Thursday, January 8, 2009

Punta Arenas - Rotary

Our fourth day in the south we had to make the 3 hour drive from Puerto Natales to Punta Arenas. This morning we actually got to sleep in a little bit, but it is pretty hard to do when the sun rises at around 5:30 am and sets around 10:30pm or 11pm as well. Lots of sun! Of course before we left Puerto Natales we all had to get off the bus to take a group photo, we took 25 minutes just taking this photo and then sperate photos of the people from certain regions of Chile, and then some of the countries. There is a picture of just the two Canadians with our massive flag (thanks to the provincial government) in most photos our flag is the biggest and the most unique I would say, it is amazing the amount of people who comment on our flag saying how pretty it is.

When we got to Punta Arenas we had our Rotary obligations and we were invited to a lunch at a Rotarians house who owns like a farm, with lots of sheep as well, we watched one get sheared. Kind of disturbing. We also saw alpacas, llamas (the ones that spit), emu's, and ostriches. The emu actually fed out of my hand, a little scary because it sees the food staring from the side of his head and then dodges towards your hand like it is going to bite it right off. Of course it doesn't, but my friend Maddy was screaming when it was eating out of her hand ahah. We even went into a fenced area with three llamas and we were chasing them, I actually got close enough to pet one, and then there was Philipp who was trying to ride one, and Matthew from Colorado was the only one that was able to calm them. Two of them actually looked like they were about to spit and were chasing my friend Liz around the place haha.
We then saw some more penguins but they were farm penguins not like the ones we saw the first day at the beach. They made really funny sounds though, after this some kids went to play soccer with a sheep skull, I was too tired and talked to some Rotarians instead. For "once" we all had to wear our blue polos and Rotary jackets, which mine is getting way to heavy. Canadians however get awesome bright red ones, and my friend Paul from France gets a bright blue one, and all the other boring countries have navy blazers (kidding they arn't boring they just don't have spunk :P) We were at the meeting for a while for "once" mainly just talking in english when we weren't supposed to and the people who have their banners from their host clubs at home gave them to the club (which by the way any Rotarians from my club reading this should be reminded that I am waiting for those banners to be sent to Chile like you said they would haha, but really)

3 comments:

Jared Stryker said...

I've definitely warmed up to the bright red blazer. It's much more unique compared to the others.
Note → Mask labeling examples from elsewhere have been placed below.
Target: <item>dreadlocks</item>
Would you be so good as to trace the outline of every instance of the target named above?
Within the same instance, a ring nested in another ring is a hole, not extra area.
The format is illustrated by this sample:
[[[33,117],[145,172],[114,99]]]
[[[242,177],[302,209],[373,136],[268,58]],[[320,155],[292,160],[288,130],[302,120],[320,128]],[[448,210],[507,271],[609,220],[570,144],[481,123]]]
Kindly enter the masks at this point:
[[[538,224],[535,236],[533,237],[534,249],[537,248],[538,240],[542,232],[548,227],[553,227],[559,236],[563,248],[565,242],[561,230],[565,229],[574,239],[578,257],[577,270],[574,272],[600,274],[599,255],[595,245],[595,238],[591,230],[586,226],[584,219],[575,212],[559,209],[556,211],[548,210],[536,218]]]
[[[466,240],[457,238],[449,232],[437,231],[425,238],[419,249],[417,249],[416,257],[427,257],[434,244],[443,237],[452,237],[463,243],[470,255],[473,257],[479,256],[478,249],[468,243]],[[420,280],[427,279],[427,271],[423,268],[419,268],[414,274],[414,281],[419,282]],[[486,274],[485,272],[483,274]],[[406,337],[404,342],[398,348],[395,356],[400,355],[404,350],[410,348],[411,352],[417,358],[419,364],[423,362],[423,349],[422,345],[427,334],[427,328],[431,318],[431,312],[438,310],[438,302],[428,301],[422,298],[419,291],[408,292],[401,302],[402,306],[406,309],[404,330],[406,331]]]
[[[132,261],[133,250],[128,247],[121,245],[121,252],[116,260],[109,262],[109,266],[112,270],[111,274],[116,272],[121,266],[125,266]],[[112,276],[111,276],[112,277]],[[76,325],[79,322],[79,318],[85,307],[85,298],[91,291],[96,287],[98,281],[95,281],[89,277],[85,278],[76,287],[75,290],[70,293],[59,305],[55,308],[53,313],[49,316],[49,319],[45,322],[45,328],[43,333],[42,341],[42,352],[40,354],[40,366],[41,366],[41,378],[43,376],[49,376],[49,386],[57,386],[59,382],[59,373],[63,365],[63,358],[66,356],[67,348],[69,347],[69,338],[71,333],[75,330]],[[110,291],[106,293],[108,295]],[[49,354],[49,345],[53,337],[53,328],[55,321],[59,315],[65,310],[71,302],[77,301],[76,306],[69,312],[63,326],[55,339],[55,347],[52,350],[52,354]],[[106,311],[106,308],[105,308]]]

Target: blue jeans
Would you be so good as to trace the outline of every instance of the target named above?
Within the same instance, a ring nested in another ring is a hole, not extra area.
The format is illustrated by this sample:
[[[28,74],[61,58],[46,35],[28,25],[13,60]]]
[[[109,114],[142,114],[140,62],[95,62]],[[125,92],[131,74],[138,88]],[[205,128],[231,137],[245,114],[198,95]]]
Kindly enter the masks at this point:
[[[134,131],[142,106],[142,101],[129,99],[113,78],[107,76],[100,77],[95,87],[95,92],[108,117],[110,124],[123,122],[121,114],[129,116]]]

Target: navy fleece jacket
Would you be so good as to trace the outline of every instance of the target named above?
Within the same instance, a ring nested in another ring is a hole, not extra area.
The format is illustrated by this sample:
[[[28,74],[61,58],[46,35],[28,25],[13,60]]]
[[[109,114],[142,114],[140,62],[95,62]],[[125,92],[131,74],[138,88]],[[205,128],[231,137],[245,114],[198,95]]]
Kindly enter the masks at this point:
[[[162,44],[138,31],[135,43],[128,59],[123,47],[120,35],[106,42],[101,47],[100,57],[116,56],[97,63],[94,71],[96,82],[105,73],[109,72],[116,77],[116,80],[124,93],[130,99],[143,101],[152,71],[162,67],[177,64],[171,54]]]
You'll definitely have to tell me how to get a flag like that before I go on exchange. I have no idea who to contact for that kind of stuff.

emmaelizabeth said...

GO RED JACKETSSS -
it's the best way to go :)

mine is massively heavy

Erica said...

Hahaha. I love your face with the llamas. glad you didn't get spat on :P I didn't know there was such a thing as farm penguins. Weirdo.
I love your jacket, but I don't get the buttons? One from every rotary place that you visit or something?